Me:  I thought they were nice pictures.
Me:  Well, that's because you have no eye for it.  You should quit.
Me:  But other people say they like my pictures.
Me:  They're lying because they don't want to hurt your feelings.
Me:  Oh.
Me:  You're voice is horrible, too.  You were off this morning.  You should practice more.
Me:  I practice every day. 
Me:  That's not enough.  If you were really dedicated, you'd practice longer.
Me:  Okay.  I'll practice longer.
Me:  Don't bother.  You have no talent, Tiffany.  I'm sorry.  You're not an artist.  
Me: 
But I like art.  It's my favorite part of life.
Me:  Maybe you should kill yourself, then.  Oh, that's right.  You fucked that up, too.
Me:  Maybe I didn't die because I'm here for a reason.  God has a purpose for me?
Me:  There is no God.
Me:  Don't say that.  Shut up!
Me:  Stop crying, it's pathetic.  Someone will hear you, how will you explain yourself?
Me:  It's okay to cry . . . sometimes.  No one will hear me.  I'm all alone. 
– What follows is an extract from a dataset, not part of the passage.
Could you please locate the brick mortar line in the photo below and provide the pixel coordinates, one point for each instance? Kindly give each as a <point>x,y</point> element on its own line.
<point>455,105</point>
Me:  No surprise there.  Why do you think that is?  No one will ever love you.  Everyone thinks you're crazy.  They all hate you.  You're a burden to them.  For Christ's sake, you still live with your mother.  They can't wait until you die.  They talk about you behind your back.  They plan your funeral.  They know you'll slit your wrists, it's just a matter of time.  Oh, nevermind.  You won't slit your wrists.  There's the Glock, right there in that drawer.  Go ahead.  Do it.  See?  You don't even have the balls to shoot yourself, let alone watch yourself bleed to death.  You'll take pills.  Just like last time.  In the end, you'll be a coward.  That's why you have to spend so much time proving to them that you've got guts.  But no one really believes you'll make anything out of your life.  They all think you've lost your mind.  You have lost your mind. 
Me:  Shut up!  Shut up!  Shut up!
Me:  Oh, you think alcohol is going to make me go away?  Go ahead.  Chug away.  Here, I'll help you.  I think there's some more vodka in the cabinet.  Drink yourself to death.  I'll be right here .........waiting for you ..............when you wake up..................wait!  I'm so lonely, I'd rather have you than no one.